Arginine is preferred to glucagon for stimulation testing of β-cell function

Abstract

A key aspect of research into the prevention and treatment of type 2 diabetes is the availability of reproducible clinical research methodology to assess β-cell function. One commonly used method employs nonglycemic secretagogues like arginine (arg) or glucagon (glgn). This study was designed to quantify the insulin response to arg and glgn and determine test repeatability and tolerability. Obese overnight-fasted subjects with normal glucose tolerance were studied on 4 separate days: twice using arg (5 g iv) and twice with glgn (1 mg iv). Pre- and postinfusion samples for plasma glucose, insulin, and C-peptide were acquired. Arg and glgn challenges were repeated in the last 10 min of a 60-min glucose (900 mg/min) infusion. Insulin and C-peptide secretory responses were estimated under baseline fasting glucose conditions (AIRarg and AIRglgn) and hyperglycemic (AIRargMAX AIRglgnMAX) states. Relative repeatability was estimated by intraclass correlation coefficient (ICC). Twenty-three (12 men and 11 women) subjects were studied (age: 42.4 ± 8.3 yr; BMI: 31.4 ± 2.8 kg/m²). Geometric means (95% CI) for baseline-adjusted values AIRarg and AIRglgn were 84 (75-95) and 102 (90-115) μU/ml, respectively. After the glucose infusion, AIRargMAX and AIRglgnMAX were 395 (335-466) and 483 (355-658) μU/ml, respectively. ICC values were >0.90 for AIRarg andAIRargMAX. Glucagon ICCs were 0.83, 0.34, and 0.36, respectively, although the exclusion of one outlier increased the latter two values (to 0.84 and 0.86). Both glgn and arg induced mild adverse events that were transient. Glucagon, but not arginine, induced moderate adverse events due to nausea. Taken together, arginine is preferred to glucagon for assessment of β-cell function.

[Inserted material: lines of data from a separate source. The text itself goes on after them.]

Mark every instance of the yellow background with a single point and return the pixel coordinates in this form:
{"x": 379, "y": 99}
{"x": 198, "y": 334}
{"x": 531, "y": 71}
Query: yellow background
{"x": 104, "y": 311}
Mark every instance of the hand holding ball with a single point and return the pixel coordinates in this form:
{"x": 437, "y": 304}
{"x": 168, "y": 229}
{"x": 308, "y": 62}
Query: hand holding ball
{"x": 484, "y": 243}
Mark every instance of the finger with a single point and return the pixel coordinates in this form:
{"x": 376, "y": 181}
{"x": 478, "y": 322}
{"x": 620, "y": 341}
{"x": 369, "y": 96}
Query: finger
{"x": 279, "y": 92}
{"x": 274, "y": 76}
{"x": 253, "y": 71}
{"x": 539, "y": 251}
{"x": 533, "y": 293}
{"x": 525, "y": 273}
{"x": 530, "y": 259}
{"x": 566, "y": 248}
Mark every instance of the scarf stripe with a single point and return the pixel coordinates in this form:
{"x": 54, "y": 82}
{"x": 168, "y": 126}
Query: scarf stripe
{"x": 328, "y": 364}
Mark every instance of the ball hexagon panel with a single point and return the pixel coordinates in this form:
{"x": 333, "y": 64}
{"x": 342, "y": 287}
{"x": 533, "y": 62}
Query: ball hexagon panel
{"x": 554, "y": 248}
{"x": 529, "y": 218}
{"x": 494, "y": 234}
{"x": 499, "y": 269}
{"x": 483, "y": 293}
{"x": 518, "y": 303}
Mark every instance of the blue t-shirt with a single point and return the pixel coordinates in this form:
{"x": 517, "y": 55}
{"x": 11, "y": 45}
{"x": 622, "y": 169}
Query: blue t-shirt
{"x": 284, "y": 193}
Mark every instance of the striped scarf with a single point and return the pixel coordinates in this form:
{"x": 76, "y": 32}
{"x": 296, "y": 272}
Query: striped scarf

Keywords: arginine; glucagon; insulin secretion; β-cell function.

Fig. 1.

Plasma glucose levels during arginine-induced insulin secretion and glucagon-induced insulin secretion studies. Left: the first intravenous pulse of arginine (5 g) was given at time 0; the continuous glucose infusion was started at 20 min, and at 80 min the second pulse of arginine was given. Right: glucagon (1 mg) was given instead of arginine. In both cases the target glucose level of ∼300 mg/dl was reached in 60 min, although the values were slightly higher after the glucagon pulses.

Fig. 2.

Plasma insulin levels during arginine-induced insulin secretion and glucagon-induced insulin secretion stimulation tests. Both arginine (left) and glucagon (right) elicited acute insulin responses (AIRarg and AIRglgn) before the glucose infusions that were potentiated by the glucose infusions (AIRargMAX and AIRglgnMAX).

Fig. 3.

Plasma C-peptide levels during arginine-induced C-peptide secretion and glucagon-induced C-peptide secretion stimulation tests. Both arginine (left) and glucagon (right) elicited acute C-peptide responses (ACRarg and ACRglgn) before the glucose infusions that were potentiated by the glucose infusions (ACRargMAX and ACRglgnMAX).

Fig. 4.

Plasma glucagon concentrations during arginine-induced insulin secretion. Arginine-stimulated glucagon responses both in the baseline normoglycemic state and during hyperglycemia. These responses were lower during hyperglycemia, which is consistent with the known ability of hyperglycemia to dampen glucagon secretion.